9. Our .vimrc files are something we’re proud of and love to show off (even if everyone else reading it has no clue what any of it does).

10. We know that Vim is not modal editing; it’s modal everything!

1. Vim is a skill you need to learn and re-learn

2. Vim users are always learning new ways to accomplish the same thing

3. Vim users are constantly on the lookout for “the one true” way to do things

4. Vim users will never forget the first time they used vim

5. Vim users will use vim no matter what kind of computer they have

6. Vim users will not use the mouse when vim works just fine

7. Vim users will spend more time configuring their tools than using them

8. Vim users cannot read plain text without thinking about how they would edit it with vim

9. Vim users are good at making friends with computers, but bad at making friends with people 🙂

10. Vim users love a challenge

Keyboard Shortcuts

All vim users know their keyboard shortcuts. It’s how they get things done quickly and efficiently. As a vim user, you probably use your keyboard shortcuts without thinking about it. Here are some of the most common ones:

h j k l – Move around in vim like a pro.

dd – Delete a line of text.

yy – Yank (copy) a line of text.

p – Paste the last thing you yanked or deleted below your current position.

Shift + P – Paste the last thing you yanked or deleted above your current position.

u – Undo your last change.

Ctrl + R – Redo your last change (that you undid).

:wq or ZZ – Save and quit the document you’re working on (ZZ is just easier to type than :wq). Writing these two key sequences can be a habit as well, so we’ll cover them both here.

1. They use the hjkl keys to move the cursor. This is the most easily recognizable and known of Vim’s keybinds. The hjkl keys are used for moving the cursor in Vim because it is an easy keyboard layout that does not require any finger movement; your fingers always stay on the home row.

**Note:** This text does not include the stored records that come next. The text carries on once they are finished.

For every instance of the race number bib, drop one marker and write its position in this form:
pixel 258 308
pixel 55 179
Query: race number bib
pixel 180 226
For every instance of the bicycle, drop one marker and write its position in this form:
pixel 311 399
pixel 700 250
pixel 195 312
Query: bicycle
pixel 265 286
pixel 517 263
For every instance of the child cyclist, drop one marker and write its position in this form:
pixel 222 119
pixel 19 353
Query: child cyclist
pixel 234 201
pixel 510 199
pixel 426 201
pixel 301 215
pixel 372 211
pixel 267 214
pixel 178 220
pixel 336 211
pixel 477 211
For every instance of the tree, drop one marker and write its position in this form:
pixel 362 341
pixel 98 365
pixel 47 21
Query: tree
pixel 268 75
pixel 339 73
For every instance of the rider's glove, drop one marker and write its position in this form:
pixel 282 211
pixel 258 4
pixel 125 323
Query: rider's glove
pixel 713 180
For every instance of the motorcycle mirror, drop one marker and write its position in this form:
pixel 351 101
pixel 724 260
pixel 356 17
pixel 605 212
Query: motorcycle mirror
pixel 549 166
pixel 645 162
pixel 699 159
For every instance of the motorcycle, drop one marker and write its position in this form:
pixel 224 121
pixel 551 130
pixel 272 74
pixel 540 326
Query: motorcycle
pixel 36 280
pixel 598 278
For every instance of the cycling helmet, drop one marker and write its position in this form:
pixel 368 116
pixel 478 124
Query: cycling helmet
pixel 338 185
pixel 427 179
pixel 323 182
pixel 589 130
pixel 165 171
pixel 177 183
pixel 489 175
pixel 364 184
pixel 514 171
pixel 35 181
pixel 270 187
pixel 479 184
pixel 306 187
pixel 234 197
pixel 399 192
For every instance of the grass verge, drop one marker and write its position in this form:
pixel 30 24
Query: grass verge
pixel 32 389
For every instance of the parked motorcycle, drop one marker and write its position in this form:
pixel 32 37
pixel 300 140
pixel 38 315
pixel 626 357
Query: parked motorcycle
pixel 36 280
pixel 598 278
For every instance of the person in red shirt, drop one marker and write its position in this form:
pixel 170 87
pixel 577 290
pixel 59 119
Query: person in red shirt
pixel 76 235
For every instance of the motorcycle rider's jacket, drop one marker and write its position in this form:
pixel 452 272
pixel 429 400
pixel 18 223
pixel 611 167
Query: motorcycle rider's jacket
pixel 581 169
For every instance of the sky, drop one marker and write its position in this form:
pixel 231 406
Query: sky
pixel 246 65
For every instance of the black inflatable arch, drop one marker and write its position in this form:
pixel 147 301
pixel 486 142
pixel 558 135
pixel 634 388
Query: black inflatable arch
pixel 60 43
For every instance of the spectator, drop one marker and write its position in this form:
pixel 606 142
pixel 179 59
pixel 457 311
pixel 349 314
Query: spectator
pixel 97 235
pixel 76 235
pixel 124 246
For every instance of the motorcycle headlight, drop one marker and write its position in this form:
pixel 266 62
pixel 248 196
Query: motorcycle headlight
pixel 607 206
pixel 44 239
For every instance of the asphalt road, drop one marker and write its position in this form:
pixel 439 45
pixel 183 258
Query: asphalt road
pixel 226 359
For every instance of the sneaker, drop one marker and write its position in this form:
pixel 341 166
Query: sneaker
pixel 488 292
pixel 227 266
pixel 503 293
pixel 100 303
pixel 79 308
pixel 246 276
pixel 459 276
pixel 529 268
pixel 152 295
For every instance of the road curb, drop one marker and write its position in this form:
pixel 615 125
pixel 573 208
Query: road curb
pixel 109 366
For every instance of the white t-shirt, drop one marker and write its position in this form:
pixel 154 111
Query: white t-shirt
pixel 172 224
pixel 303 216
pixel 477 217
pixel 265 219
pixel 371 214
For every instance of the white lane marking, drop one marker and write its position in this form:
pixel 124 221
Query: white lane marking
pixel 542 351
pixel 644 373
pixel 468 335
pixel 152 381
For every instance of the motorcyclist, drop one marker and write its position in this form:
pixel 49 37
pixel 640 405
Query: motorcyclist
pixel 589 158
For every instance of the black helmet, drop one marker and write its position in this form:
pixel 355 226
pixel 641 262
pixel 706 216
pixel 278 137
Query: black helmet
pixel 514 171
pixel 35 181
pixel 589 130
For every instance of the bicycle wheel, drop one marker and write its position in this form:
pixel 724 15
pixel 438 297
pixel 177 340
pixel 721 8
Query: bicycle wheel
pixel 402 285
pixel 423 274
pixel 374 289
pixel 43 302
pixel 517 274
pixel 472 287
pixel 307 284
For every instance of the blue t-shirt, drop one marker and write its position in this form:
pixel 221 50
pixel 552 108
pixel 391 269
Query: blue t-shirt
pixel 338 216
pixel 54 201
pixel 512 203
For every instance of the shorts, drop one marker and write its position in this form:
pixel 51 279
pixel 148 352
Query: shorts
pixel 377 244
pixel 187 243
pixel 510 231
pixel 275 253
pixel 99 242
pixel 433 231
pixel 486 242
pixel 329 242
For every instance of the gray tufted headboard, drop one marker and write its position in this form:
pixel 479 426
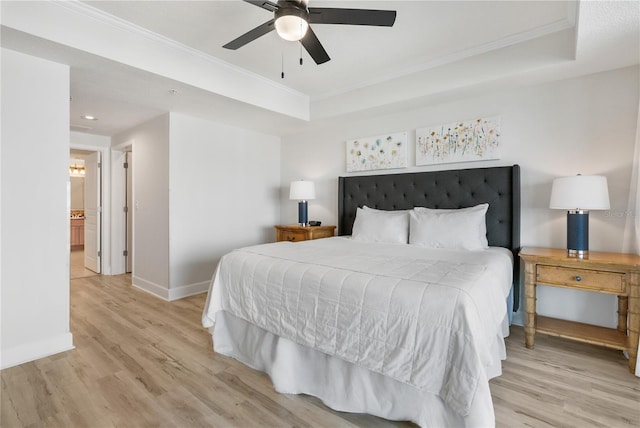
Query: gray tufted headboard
pixel 460 188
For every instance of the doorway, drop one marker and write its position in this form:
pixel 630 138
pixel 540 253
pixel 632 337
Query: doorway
pixel 85 196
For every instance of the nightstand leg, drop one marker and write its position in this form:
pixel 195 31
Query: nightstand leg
pixel 623 305
pixel 634 320
pixel 530 304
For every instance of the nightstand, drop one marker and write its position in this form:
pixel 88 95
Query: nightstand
pixel 295 232
pixel 610 273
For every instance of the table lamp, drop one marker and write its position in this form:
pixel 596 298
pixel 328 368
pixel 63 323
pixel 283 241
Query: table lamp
pixel 302 191
pixel 578 195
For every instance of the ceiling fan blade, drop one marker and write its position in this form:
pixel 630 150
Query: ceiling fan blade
pixel 264 4
pixel 250 36
pixel 314 47
pixel 329 15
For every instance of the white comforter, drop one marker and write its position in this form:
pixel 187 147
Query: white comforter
pixel 425 317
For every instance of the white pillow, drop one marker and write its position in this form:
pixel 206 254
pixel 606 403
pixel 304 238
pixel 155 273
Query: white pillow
pixel 464 229
pixel 373 225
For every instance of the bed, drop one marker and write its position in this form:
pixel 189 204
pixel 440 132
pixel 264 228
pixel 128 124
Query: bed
pixel 404 332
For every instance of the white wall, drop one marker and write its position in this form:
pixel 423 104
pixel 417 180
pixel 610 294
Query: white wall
pixel 35 229
pixel 584 125
pixel 225 186
pixel 151 203
pixel 200 190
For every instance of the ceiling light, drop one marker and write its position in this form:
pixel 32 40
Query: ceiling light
pixel 291 23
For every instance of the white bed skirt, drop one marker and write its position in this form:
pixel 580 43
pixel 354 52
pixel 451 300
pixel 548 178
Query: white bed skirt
pixel 343 386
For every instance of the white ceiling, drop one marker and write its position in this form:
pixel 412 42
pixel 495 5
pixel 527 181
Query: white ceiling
pixel 435 49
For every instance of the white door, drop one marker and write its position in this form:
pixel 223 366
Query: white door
pixel 92 212
pixel 129 213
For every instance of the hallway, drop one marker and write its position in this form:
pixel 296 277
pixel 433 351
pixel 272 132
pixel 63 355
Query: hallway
pixel 76 265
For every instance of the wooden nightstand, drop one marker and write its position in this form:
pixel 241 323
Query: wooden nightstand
pixel 610 273
pixel 295 232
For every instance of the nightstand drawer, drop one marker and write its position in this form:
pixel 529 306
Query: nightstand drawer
pixel 611 282
pixel 292 235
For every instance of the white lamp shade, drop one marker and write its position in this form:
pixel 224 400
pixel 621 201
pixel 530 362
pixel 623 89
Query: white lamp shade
pixel 291 27
pixel 580 192
pixel 302 190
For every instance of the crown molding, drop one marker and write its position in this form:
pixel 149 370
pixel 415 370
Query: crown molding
pixel 504 42
pixel 91 12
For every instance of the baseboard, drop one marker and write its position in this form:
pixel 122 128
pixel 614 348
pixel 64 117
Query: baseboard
pixel 150 287
pixel 188 290
pixel 172 293
pixel 35 350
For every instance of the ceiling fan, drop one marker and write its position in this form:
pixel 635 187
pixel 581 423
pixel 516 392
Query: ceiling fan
pixel 292 18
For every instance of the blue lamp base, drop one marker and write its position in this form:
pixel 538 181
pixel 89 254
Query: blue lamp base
pixel 578 234
pixel 302 213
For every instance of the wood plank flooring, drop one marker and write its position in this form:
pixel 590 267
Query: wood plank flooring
pixel 140 361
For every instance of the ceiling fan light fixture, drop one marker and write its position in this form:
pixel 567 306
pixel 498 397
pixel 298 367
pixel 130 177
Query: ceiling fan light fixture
pixel 291 24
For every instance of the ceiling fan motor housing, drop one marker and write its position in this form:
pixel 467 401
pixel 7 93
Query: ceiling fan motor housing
pixel 291 8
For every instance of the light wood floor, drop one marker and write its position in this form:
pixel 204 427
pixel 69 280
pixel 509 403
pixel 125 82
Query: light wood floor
pixel 141 361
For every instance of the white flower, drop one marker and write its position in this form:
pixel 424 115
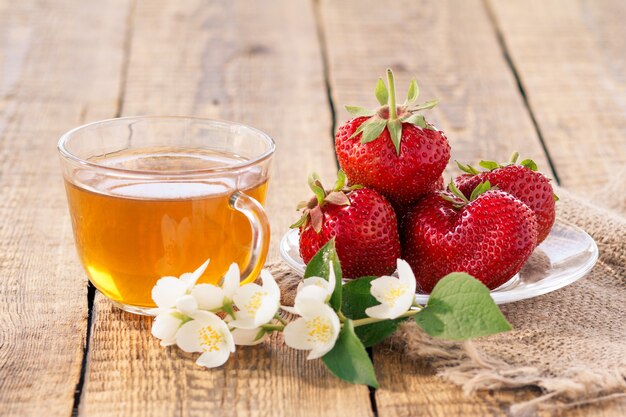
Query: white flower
pixel 314 289
pixel 257 304
pixel 212 297
pixel 165 326
pixel 246 337
pixel 396 295
pixel 326 287
pixel 317 330
pixel 168 290
pixel 207 334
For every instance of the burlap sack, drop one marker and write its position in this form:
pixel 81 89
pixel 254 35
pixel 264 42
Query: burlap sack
pixel 570 343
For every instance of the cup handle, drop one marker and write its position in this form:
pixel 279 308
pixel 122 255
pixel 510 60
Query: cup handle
pixel 260 224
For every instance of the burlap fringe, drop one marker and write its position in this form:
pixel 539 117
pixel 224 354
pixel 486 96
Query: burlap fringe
pixel 464 365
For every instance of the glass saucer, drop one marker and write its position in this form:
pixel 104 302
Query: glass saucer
pixel 567 254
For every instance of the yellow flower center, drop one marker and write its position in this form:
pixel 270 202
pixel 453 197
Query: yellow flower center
pixel 392 295
pixel 210 339
pixel 319 330
pixel 255 302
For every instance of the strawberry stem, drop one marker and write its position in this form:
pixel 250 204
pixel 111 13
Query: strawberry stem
pixel 393 113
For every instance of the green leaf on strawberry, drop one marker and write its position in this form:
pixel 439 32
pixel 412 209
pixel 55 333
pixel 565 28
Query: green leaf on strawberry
pixel 319 266
pixel 390 115
pixel 348 360
pixel 460 308
pixel 357 297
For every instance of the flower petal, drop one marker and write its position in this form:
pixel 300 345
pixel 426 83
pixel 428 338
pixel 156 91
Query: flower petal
pixel 213 359
pixel 188 338
pixel 405 274
pixel 295 335
pixel 381 311
pixel 290 309
pixel 168 342
pixel 245 337
pixel 208 296
pixel 248 299
pixel 167 290
pixel 191 279
pixel 380 287
pixel 165 325
pixel 187 305
pixel 231 281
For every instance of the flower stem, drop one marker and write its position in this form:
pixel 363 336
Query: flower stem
pixel 273 327
pixel 371 320
pixel 393 113
pixel 341 316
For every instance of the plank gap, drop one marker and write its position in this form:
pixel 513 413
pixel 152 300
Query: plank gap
pixel 321 37
pixel 127 45
pixel 91 295
pixel 509 62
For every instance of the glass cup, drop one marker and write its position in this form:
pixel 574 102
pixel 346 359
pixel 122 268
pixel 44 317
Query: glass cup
pixel 157 196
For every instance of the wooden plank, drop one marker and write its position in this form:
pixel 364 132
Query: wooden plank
pixel 571 60
pixel 259 64
pixel 59 65
pixel 453 50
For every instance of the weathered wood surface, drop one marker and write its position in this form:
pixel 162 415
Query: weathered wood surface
pixel 63 63
pixel 453 50
pixel 224 60
pixel 59 66
pixel 571 61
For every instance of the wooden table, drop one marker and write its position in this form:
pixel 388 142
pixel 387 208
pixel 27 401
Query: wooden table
pixel 545 77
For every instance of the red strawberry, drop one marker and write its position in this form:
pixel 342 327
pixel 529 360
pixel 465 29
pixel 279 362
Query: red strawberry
pixel 393 149
pixel 522 181
pixel 402 209
pixel 362 222
pixel 490 236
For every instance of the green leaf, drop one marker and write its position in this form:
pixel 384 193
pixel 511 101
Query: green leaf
pixel 395 131
pixel 372 130
pixel 341 180
pixel 425 106
pixel 382 95
pixel 460 308
pixel 480 189
pixel 300 221
pixel 338 198
pixel 413 93
pixel 490 165
pixel 417 120
pixel 530 164
pixel 357 111
pixel 349 360
pixel 454 190
pixel 356 298
pixel 467 168
pixel 318 266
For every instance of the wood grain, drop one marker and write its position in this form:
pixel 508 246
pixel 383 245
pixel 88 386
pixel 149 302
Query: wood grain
pixel 571 60
pixel 59 64
pixel 452 49
pixel 258 64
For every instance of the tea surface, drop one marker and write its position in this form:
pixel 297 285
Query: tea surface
pixel 129 234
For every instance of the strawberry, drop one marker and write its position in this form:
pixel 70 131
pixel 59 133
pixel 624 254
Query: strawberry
pixel 392 149
pixel 362 222
pixel 489 235
pixel 520 180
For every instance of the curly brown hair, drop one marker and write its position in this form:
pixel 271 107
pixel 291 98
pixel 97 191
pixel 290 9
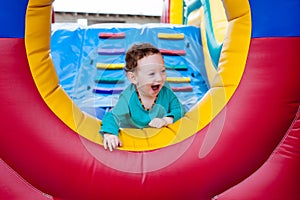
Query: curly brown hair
pixel 137 52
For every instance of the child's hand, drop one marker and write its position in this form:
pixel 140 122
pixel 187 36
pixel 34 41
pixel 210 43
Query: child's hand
pixel 161 122
pixel 111 141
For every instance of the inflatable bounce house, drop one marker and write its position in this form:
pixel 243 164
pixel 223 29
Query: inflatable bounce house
pixel 233 64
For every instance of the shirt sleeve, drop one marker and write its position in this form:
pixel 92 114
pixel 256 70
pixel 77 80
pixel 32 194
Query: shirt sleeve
pixel 176 109
pixel 111 120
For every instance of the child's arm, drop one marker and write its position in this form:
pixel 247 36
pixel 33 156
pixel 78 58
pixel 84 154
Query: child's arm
pixel 161 122
pixel 111 141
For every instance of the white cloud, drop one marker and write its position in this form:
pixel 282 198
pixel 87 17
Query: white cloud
pixel 133 7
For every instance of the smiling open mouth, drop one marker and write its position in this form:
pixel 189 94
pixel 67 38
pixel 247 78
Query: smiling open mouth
pixel 155 88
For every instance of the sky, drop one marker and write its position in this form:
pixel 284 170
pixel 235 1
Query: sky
pixel 132 7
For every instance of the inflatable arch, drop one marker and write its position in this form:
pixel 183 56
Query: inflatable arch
pixel 241 141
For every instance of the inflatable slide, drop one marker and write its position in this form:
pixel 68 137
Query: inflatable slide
pixel 239 141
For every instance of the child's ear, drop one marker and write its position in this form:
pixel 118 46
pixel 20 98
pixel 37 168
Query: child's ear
pixel 131 77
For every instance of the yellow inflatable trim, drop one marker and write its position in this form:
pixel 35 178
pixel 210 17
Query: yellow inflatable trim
pixel 174 36
pixel 224 84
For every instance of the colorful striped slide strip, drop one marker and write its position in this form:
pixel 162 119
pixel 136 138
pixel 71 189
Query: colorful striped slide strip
pixel 109 80
pixel 112 35
pixel 113 66
pixel 171 36
pixel 101 90
pixel 115 51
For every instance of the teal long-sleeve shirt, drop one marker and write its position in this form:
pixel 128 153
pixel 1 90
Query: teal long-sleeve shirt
pixel 129 112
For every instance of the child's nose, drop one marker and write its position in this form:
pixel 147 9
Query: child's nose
pixel 158 77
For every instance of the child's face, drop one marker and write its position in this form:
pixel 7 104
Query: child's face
pixel 150 75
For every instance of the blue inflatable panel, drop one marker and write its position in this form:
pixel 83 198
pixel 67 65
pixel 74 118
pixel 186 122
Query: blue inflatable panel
pixel 278 24
pixel 12 19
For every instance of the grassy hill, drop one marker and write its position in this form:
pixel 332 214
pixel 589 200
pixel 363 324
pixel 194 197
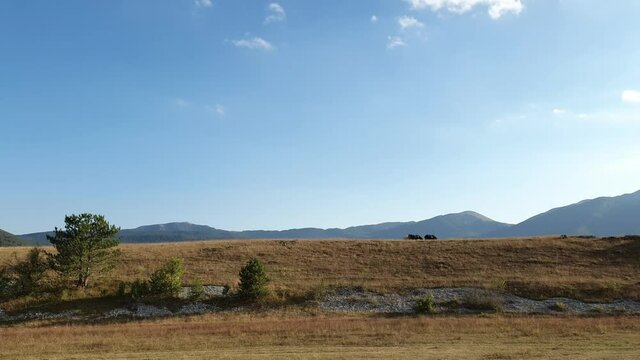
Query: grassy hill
pixel 8 239
pixel 537 267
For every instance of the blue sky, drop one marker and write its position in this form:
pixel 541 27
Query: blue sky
pixel 247 114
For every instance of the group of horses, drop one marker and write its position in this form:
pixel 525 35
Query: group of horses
pixel 418 237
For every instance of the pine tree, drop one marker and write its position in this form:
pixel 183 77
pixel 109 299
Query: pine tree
pixel 84 247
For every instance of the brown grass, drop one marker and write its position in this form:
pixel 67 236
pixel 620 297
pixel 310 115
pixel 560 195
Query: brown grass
pixel 276 335
pixel 590 269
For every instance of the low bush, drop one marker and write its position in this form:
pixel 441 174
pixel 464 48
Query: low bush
pixel 425 305
pixel 197 290
pixel 253 281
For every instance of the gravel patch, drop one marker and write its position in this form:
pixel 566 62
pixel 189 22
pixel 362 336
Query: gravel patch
pixel 208 290
pixel 196 308
pixel 466 300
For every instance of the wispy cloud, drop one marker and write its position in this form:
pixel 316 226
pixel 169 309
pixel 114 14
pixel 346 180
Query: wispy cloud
pixel 181 103
pixel 609 116
pixel 407 22
pixel 255 43
pixel 394 42
pixel 276 14
pixel 216 109
pixel 496 8
pixel 204 3
pixel 631 96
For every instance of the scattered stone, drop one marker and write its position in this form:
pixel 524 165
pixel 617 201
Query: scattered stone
pixel 208 290
pixel 195 308
pixel 145 311
pixel 452 300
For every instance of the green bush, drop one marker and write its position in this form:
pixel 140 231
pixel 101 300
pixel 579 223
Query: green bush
pixel 197 290
pixel 253 280
pixel 7 285
pixel 167 281
pixel 139 289
pixel 425 305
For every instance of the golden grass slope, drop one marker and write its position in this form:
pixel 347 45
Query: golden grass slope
pixel 280 336
pixel 589 269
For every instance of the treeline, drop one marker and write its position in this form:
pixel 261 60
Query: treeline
pixel 88 246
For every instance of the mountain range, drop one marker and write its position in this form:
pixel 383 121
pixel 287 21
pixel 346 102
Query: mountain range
pixel 605 216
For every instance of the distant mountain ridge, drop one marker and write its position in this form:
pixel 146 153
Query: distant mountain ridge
pixel 465 224
pixel 605 216
pixel 8 239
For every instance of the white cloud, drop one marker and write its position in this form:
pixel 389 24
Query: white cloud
pixel 631 96
pixel 276 14
pixel 407 22
pixel 394 42
pixel 217 109
pixel 255 43
pixel 496 8
pixel 182 103
pixel 204 3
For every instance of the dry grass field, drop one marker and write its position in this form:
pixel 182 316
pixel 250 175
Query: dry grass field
pixel 277 336
pixel 582 268
pixel 588 269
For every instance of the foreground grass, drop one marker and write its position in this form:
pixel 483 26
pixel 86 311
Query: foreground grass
pixel 586 269
pixel 287 335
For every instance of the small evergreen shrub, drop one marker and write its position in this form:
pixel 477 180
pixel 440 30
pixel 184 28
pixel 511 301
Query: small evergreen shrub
pixel 425 305
pixel 167 281
pixel 197 290
pixel 253 281
pixel 139 289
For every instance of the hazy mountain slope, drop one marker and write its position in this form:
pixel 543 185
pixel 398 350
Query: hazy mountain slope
pixel 604 216
pixel 181 231
pixel 8 239
pixel 466 224
pixel 171 232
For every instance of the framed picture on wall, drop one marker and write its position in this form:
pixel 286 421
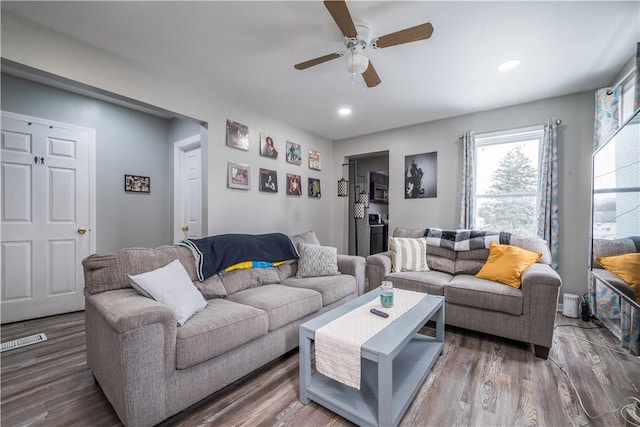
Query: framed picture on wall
pixel 237 135
pixel 314 159
pixel 238 176
pixel 294 153
pixel 268 181
pixel 294 185
pixel 314 188
pixel 137 184
pixel 268 146
pixel 421 176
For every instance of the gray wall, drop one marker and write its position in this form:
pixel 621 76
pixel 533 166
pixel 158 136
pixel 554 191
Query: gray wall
pixel 127 142
pixel 228 210
pixel 575 141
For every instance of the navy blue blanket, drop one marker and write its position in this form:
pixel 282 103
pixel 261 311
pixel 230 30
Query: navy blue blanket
pixel 215 253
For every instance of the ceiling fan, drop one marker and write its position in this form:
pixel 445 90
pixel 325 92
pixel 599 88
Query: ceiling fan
pixel 357 40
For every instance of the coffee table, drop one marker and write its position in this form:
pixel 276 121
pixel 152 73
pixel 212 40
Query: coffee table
pixel 395 363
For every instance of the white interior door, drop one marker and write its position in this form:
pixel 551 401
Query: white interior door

2. They save their work by typing :w**

3. They quit a file with :q**

4. They write and quit with :wq**

5. They write, quit, and close their editor with :wq!**

6. They open a new line with o or O**

7. They delete a word with dw**

8. They change a word with cw**

9. They copy a line with yy (yank) or p (paste)**

10. They close their editor with ZZ (capital Z-Z)

1. You don’t use your arrow keys.

2. You don’t type the same thing over and over again.

3. You can’t live without hjkl.

4. You like to write in Vim, but you know the editor isn’t perfect*.

5. You live in a modal world, but you don’t always have to use modes.

6. You know what plugins are — and that you can live without them**.

7. You know there are thousands of other things you could learn about Vim, but you stop when you know enough to be productive**.

8. You’ve heard of Emacs and Sublime Text, but they don’t matter to you… much**.

9. You use Vim inside iTerm2 or tmux (or both).

10: It just works, so you can focus on what matters to you**


Leave a Reply

Your email address will not be published.